Things that grow throughout their life will follow that same non-linear pattern
as inflation. For example many organisms like trees and whales do, and their
weight will increase in a non-linear fashion. Many other living things will
increase in a non-linear fashion until maturity. Many psychological phenomenon will follow the same pattern. The year from 1
year old to 2 years old seems much longer than the year 50 to 51 years old. A
day spent in a psychiatric hospital has a much longer phenomonologically
for a person who spends a week in a psychiatric hospital than for a person who spends
a year in a psychiatric hospital. As noted above curvilinearity can be corrected by computing a natural log.
B. Curvilinearity
and Correlation
The data presented above
also demonstrates how curvilinearity can be assessed
in a correlation or regression problem. The table below contains the
correlations of YEAR with INFLATION, INFLATION SQUARED, and the NATURAL LOG OF
INFLATION. It shows that when YEAR is correlated with inflation it is .938 but
when the Natural Log is computed the relationship becomes 1.00. This indicates
that there is a curvilinear relationship between INFLATION and YEAR.
Consequently, such a relationship can be tested (as was done here) by first
assessing a relationship between two variables and then computing the natural
log on the variable that is suspected of being curvilinear and testing that new
variable.
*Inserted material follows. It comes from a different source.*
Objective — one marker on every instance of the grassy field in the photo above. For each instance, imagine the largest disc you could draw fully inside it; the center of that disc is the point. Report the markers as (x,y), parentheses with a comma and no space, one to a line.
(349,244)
If the correlation improves as in the example one can conclude that
there is a curvilinear relationship. (It must be determined that there is a
significant difference between the two correlations.) The curvilinear
relationship is exemplified in the scattergrams
below.
Skewness of
frequency data presents the problem as curvilinearity
data above and computing the Natural Log solves the problem in the same manner.
In this next example the variable SHOULD and CONFUSE are skewed. The reason for
the skewed data is that most feel that they do what they should and most people
don't feel confused. Consequently, most of the responses will be toward the end
of the scale.
Both of the variables
are skewed (skewness greater than one). Further, the
SHOULD variable has another problem in that it is negatively skewed. The
computing the natural log function will correct skewness
only when it is positive. In order to correct the negative skewness
the item must first be reversed. The log function cannot be computed on 0
(zero) and 1 (one) must be added to all numbers. The syntax file above performs
all of the necessary functions.
Notice that skewness has been corrected for both variables. Although it is not intuitive when comparing the bar charts.
Consequently, the overlay chart has been drawn below to show the correction. In
the chart below both the original and natural log of the variable CONFUSE is plotted to show how the skewed variable has
become normal.
These are refered to as Standard Scores - they have a mean of 0 and a
standard deviation of 1. T-scores have a mean of 50 or 100 and a standard
deviation of 5 or 10. The WAIS has a mena of 100 and
a standard deviation of 15. The following jobstream
computes 3 different standard scores (1) the first has a mean of 50 and a
standard deviation of 10, (2) the second has a mean of 100 and a standard
deviation of 15, and the final (3) has a mean of 37 (possibly the average age
that people become depressed -- nobody says this has to make sense) and a
standard deviation of 8.3 (some other possibility). A little weird but you can
do anything you want as long as it does not have to make sense.